Sulla pelle di Eva XIX

di
genere
confessioni


Seduta al tavolino di un bar, stavo scorrendo i miei Reel sui social, in cerca di ispirazione, per un possibile nuovo contenuto da regalare ai miei followers, quando tra di loro e i loro molti messaggi ,molti espliciti ,altri più garbati e lusinghieri, trovai quello di Riccardo e mi venne un tuffo al cuore.
Sembrava passato un secolo, lui era cosi cambiato, non era più il ragazzino arrogante e un pò prepotente, che avevo conosciuto ai tempi dell’università, era un giovane uomo dai lineamenti maturi, papà di una bellissima bambina, marito di una attraente donna ucraina.
Io e Riccardo ci incontrammo la prima volta grazie ad una app di annunci e shopping online.
Tra l’università, il lavoro con Cinzia, e gli allenamenti di atletica, era diventato prioritario cercare un modo alternativo di muoversi per la città, usare la metropolitana era, si comodo, ma mi portava via un sacco di tempo.

Cosi avevo deciso di acquistare uno scooter, avevo risposto all’annuncio di un uomo del hinterland che vendeva il suo. Una decina di anni di vita, qualche chilometro di troppo ma, almeno a suo dire, in ottime condizioni e dalle foto allegate all’annuncio, sembrava essere vero, cosi mi decisi e feci la mia mossa.
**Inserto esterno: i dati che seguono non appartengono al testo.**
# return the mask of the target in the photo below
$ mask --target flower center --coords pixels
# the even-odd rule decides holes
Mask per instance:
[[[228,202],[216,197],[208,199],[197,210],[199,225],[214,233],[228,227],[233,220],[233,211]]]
Dopo averlo contattato, ci eravamo dati appuntamento per il pomeriggio del giorno dopo, mi aveva avvisato che non avrei trovato lui, era via per lavoro, bensi Riccardo suo figlio, che a quell’ora rientrava dalla scuola e che se lo scooter mi fosse piaciuto, avrei potuto prendere accordi con lui e passare all’acquisto.
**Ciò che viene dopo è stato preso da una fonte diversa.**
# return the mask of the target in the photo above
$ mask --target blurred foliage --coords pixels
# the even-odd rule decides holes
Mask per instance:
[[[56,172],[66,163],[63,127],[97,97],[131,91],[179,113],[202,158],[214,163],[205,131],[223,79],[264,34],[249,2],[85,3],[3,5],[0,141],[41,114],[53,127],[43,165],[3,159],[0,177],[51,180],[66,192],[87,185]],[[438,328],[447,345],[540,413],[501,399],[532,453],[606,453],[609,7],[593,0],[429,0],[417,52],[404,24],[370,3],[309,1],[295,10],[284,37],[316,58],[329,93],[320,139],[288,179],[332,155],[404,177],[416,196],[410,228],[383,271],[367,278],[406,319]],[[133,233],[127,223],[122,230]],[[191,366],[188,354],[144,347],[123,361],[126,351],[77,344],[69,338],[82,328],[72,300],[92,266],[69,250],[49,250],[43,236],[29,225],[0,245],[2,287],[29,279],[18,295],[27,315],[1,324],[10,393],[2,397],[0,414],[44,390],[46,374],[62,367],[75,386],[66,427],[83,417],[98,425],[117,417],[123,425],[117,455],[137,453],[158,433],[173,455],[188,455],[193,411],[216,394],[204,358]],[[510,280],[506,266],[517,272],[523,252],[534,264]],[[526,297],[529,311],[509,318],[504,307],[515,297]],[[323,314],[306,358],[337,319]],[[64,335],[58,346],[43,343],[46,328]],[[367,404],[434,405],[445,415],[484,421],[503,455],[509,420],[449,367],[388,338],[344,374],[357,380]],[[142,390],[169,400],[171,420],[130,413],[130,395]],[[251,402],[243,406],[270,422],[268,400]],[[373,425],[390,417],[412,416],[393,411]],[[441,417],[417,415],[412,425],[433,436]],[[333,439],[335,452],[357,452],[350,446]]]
Arrivata all’indirizzo, scrutai con un certo timore la palazzina popolare che mi si parava davanti, in un quartiere che prometteva ben poca sicurezza.
Uscita dalla metropolitana, capolinea della linea rossa, non passai inosservata mentre mi muovevo per le strade di quel rione. Cercai di ignorare gli sguardi, riparandomi dietro le lenti scure dei miei Aviator, un po’ incerta e timorosa.
Mantenni un’espressione tesa, poco disponibile, per sembrare decisa e sicura di me, e parve funzionare: molti si limitarono a guardarmi, altri a qualche commento piccante, ma nessuno osò avvicinarsi.
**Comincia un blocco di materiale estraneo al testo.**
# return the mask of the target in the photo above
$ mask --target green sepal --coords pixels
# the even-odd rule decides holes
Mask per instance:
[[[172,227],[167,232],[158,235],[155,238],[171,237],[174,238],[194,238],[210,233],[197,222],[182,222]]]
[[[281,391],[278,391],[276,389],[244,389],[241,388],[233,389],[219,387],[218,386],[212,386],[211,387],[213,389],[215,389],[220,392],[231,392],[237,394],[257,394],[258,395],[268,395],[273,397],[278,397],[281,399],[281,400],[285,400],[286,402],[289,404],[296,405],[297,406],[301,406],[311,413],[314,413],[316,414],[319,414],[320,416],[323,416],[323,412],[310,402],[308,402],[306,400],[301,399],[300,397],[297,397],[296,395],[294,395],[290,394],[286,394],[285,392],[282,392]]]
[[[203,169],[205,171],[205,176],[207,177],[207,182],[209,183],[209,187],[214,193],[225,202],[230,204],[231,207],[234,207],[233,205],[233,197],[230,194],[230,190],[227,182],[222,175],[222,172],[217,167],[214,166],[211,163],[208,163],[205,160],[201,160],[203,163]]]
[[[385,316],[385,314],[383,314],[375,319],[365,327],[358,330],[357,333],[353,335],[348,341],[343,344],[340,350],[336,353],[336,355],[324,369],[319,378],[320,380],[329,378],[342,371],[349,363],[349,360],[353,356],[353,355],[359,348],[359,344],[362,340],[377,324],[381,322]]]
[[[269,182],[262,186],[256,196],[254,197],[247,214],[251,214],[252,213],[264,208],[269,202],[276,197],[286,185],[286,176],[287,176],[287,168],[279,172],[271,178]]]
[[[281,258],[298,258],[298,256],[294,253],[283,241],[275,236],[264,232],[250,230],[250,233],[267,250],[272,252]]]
Un ora prima avevo sostenuto il casting, organizzato da Cinzia, per una comparsata in uno spot , che sarebbe andato in onda su una rete locale e indossavo quello che mi era sembrato più adeguato al mio impegno.
Mi sentivo audace, ma non sfacciata. Avevo scelto quel top rosso sangue perché , il tempo lo consentiva , quasi 30 gradi a metà settembre ,e mi piaceva l’idea di lasciare scoperta la schiena, come se la pelle potesse respirare meglio. Il pizzo che lo decorava, non era romantico, era una rete sottile che mi teneva insieme. La gonna di jeans, troppo corta e sfilacciata, sembrava quasi un errore, ma era voluta: volevo che si vedesse che non ero lì per compiacere, ma per camminare come mi pare ed essere scelta. I tacchi, appena accennati, mi davano quel centimetro in più, mi slanciavano quanto basta ,quanto serve, quando vuoi che ti prendano sul serio, anche se non dici nulla.
Avevo messo i bracciali d’oro e gli orecchini a cerchio, si dice che una donna senza gioielli sembra triste e io volevo apparire tutt’altro che triste. la borsa nera ricoperta di pelle, borchie e pizzo, piccola, era solo un pretesto: dentro c’erano le chiavi, un rossetto, e un biglietto su cui c’era scritto un numero di telefono che non avrei mai chiamato, e in fine ,indispensabile, lo smartphone.
Il citofono di fianco al portone d’ingresso era mal messo, molti tasti erano malconci, scritte scarabocchiate ovunque, etichette con i nomi dei residenti, attaccate e strappate cosi tante volte da aver lasciato una patina scura sul metallo e la plastica. Digitai il codice che mi era stato comunicato dal venditore, ci fu uno squillo lungo, qualcuno rispose, gracchiò qualcosa di incomprensibile, ne seguii il rumore elettrico della serratura che veniva aperta.
Osservai l’androne con attenzione, due tizi dall’aria poco affidabile, stavano dentro vicino alle cassette delle lettere, mi fissavano, timida decisi che avrei atteso fuori.
Dopo qualche minuto, dalla scala ne scese un ragazzotto pieno di tatuaggi, persino sulla faccia, testa rasata, barbetta incolta, sguardo da delinquente, in canotta bianca su cui luccicava una catena dorata, pantaloni della tuta grigi e infradito, nella mano sinistra una sigaretta appena accesa e nell’altra le chiavi dello scooter, era Riccardo.
Il ragazzo quando mi vide si soffermò sulle scale, quasi incredulo, mi sorrise, era chiaro che dovevo aver fatto colpo ,me lo fece capire ancora meglio quando, dopo essersi presentato con una energica stretta di mano, con gesto indifferente si strizzò il pacco, non potei non notarlo, ebbi l’impressione che sotto i suoi pantaloni, non indossasse niente.
Ci avviammo verso il garage, ma davanti alla discesa che portava ai Box gli chiesi, purchè non fosse un problema per lui, se lo avessi aspettato li, mentre andava a prendere il mezzo.
Scrollò le spalle, intuendo il mio disagio e dopo un po ' tornò da me spingendo lo scooter che il padre stava cercando di vendere.
Era quello che cercavo, comodo sediolino lungo, un bel bauletto capiente, ruote alte che sembravano nuove, Parabrezza amplio un pò segnato dal tempo ma in buone condizioni, nero canna di fucile, fu cosi ,che il ragazzo descrisse il color antracite.
Dovetti faticare per nascondere il mio entusiasmo, lo avrei comprato subito senza pensarci, poi cercando di apparire competente, mi chinai per osservare il mezzo da vicino.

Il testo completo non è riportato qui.